In June, Ryene Fenner, a direct support professional, sent a letter to the management team at the agency she works with, New Horizons Resources Inc. which sparked an important discussion about racism in the direct support workforce. NADSP reached out to her to contribute to a blog/video series which shares interview clips each week.
Below is Ryene’s reflection on “What do we need to hear as field?”
Awareness doesn’t always equate to agreeance. Acknowledging that people of color are hurting, fearful, angry, etc. is important. It can be hard not knowing if you’ll live another day due to the color of your skin, yet we show up to work even when it’s hard. There are people who have that luxury and don’t think twice about the fear that people of color have. While it may be a regular day for some, it’s important to keep in mind that everyone doesn’t feel safe or respected and you should check. Don’t just assume they’re angry standoffish person, the world is in disarray and at the very least, we should be checking in on each other’s well-being.
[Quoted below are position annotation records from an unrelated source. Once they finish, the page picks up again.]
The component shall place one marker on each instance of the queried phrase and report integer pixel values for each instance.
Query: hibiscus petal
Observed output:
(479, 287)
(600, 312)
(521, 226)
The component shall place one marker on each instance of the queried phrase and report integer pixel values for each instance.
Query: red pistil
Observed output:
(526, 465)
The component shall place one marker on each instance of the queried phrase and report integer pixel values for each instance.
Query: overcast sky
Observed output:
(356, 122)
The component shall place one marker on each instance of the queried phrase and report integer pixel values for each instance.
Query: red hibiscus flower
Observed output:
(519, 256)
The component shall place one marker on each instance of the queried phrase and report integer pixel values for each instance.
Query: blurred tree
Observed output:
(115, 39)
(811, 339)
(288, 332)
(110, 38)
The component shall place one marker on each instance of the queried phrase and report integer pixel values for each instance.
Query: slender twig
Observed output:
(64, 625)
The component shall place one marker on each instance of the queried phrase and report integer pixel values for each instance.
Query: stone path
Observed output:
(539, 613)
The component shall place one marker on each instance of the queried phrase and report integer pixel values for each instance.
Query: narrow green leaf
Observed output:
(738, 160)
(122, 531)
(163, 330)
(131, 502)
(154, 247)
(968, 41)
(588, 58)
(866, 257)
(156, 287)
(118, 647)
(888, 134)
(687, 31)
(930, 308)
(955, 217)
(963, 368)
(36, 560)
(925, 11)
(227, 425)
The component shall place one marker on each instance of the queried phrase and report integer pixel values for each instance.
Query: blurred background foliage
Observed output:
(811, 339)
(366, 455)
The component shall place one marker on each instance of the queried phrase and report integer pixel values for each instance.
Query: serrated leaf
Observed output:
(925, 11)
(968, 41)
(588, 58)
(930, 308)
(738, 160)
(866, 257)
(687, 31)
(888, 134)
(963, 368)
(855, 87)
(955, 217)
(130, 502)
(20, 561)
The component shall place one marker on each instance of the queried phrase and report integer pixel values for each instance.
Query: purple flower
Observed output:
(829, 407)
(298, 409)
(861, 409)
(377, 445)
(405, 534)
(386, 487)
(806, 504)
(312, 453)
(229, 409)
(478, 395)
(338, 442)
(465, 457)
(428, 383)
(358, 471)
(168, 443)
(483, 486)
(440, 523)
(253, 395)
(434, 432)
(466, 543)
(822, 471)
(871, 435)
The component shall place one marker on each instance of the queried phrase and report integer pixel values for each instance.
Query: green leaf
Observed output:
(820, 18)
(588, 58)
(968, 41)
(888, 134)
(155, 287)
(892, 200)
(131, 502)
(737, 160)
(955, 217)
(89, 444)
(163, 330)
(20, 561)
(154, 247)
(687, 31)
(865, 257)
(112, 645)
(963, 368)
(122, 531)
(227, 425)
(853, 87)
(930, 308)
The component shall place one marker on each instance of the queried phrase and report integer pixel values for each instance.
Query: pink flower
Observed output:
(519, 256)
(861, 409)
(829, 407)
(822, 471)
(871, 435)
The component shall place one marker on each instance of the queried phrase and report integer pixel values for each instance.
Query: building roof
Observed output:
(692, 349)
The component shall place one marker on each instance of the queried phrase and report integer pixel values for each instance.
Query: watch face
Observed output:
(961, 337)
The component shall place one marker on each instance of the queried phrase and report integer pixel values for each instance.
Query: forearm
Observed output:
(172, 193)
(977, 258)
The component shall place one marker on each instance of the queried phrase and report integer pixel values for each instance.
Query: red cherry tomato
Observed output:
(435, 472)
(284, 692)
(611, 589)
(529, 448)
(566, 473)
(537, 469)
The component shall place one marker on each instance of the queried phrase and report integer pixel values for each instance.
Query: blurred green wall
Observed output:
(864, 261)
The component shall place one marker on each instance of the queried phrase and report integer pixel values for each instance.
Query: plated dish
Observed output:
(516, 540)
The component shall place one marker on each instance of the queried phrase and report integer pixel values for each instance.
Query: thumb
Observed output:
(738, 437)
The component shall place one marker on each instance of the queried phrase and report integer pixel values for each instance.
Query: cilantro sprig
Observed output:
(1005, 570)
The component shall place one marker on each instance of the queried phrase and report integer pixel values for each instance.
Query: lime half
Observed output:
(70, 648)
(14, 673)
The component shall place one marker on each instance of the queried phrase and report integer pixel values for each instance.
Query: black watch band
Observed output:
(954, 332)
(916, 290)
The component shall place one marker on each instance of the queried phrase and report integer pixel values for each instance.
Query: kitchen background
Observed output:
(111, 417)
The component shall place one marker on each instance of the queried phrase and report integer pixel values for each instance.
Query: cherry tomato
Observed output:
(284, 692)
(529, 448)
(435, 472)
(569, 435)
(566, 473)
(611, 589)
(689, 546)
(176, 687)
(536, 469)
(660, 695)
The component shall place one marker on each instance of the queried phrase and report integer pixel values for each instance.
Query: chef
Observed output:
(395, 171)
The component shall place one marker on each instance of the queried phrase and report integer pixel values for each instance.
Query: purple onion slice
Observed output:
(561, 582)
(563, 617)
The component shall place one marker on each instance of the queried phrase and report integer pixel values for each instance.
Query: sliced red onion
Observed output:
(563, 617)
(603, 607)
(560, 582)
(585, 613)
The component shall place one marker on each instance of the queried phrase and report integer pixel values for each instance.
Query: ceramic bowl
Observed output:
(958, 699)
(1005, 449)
How can DSPs of color show up and work to the best of their ability if they don’t feel seen as a human first?
Along with sharing the interview video clips and related blog posts, NADSP will also be listing additional resources to provide information and guidance about anti-racist actions organizations and individuals can take to promote racial justice.
More About Ryene Fenner
Ryene Fenner is a DSP that works for New Horizons Resources. She has been a DSP since 2016. She has a master’s degree in English Literature from SUNY New Paltz and is pursuing a second master’s degree in Education, that will be completed this fall. In addition to the work, she does with New Horizons, Inc. Ryene has also created and implemented lesson plans for children with developmental disabilities for a local camp in the Hudson Valley.